Liz has unusually long arms. He also has two changeups, which move to either side, a sinking fastball, a slider and a curveball. And he's no longer afraid to use them in any count.

Before reaching Bowie, Liz had a tendency to rely almost exclusively on his heat when batters got ahead of him. Once he moved up to Double-A, "that didn't work out so well," said Doc Watson, the Orioles' minor league pitching coordinator.

"He struggled early," Watson said of Liz, who didn't earn a decision in six starts through August, posting a 7.57 ERA. "They wouldn't chase the high fastball, and he started having to go to a secondary pitch. He's coming along.

"He always had a breaking ball, but he didn't throw it for strikes enough so they didn't have to worry about it. But he developed a more consistent breaking ball and a changeup. Now they couldn't just sit on one pitch. All of a sudden, the confidence came back."

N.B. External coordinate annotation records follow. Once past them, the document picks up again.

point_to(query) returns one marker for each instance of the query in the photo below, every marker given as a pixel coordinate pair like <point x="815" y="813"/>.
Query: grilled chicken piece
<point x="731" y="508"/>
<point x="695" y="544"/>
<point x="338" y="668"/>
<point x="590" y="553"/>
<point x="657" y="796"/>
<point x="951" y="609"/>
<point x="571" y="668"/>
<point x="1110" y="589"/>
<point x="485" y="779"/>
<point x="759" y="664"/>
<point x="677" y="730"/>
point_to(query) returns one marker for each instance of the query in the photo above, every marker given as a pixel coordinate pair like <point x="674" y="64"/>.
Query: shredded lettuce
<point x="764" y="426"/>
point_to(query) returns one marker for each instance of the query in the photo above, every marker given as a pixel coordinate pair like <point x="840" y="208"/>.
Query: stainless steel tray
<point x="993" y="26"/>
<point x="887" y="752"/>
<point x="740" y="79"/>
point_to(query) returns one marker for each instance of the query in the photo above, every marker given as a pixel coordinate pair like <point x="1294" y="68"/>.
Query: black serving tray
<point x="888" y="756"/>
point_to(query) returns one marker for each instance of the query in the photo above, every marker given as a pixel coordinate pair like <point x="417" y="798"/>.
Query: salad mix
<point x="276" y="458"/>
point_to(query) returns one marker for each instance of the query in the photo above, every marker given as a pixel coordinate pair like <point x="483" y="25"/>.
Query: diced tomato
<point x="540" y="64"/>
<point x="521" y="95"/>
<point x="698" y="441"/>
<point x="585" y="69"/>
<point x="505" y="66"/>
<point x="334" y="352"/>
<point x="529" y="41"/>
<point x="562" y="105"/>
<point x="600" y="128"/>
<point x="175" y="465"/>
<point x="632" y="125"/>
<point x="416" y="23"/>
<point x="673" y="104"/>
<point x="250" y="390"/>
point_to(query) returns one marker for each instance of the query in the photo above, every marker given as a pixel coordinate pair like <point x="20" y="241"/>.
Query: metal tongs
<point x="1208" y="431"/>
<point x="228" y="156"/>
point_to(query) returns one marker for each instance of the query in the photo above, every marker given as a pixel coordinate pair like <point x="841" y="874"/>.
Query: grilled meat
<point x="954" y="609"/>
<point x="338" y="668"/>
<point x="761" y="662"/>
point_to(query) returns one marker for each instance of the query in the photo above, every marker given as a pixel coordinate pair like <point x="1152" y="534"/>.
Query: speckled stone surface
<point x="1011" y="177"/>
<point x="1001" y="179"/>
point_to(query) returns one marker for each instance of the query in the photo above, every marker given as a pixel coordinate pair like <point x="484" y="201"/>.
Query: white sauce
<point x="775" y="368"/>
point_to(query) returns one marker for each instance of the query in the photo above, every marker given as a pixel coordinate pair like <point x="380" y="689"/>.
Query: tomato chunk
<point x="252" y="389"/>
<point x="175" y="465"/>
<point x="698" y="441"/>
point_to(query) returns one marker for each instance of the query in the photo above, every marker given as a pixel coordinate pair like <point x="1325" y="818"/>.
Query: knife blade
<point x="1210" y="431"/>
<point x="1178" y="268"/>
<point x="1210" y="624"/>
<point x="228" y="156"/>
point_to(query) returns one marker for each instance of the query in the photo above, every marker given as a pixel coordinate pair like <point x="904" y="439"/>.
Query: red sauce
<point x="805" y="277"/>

Liz was 4-0 with a 1.18 ERA in his first seven starts at Frederick, striking out 13 over five hitless innings in his debut. He also threw six shutout innings in his first start for Bowie and seven scoreless innings in his third, before running out of steam in August.

Liz went 0-1 with a 2.42 ERA in 26 innings for Estrellas in the Dominican Winter League, holding opponents to a .187 average. And he's looked good in camp.

The Orioles most likely will keep Liz in Bowie to start the season.

"If he pitches the way he did in winter ball," Bernhardt said, "I believe he's one year away from the majors."

And there's a sound the Orioles want to hear.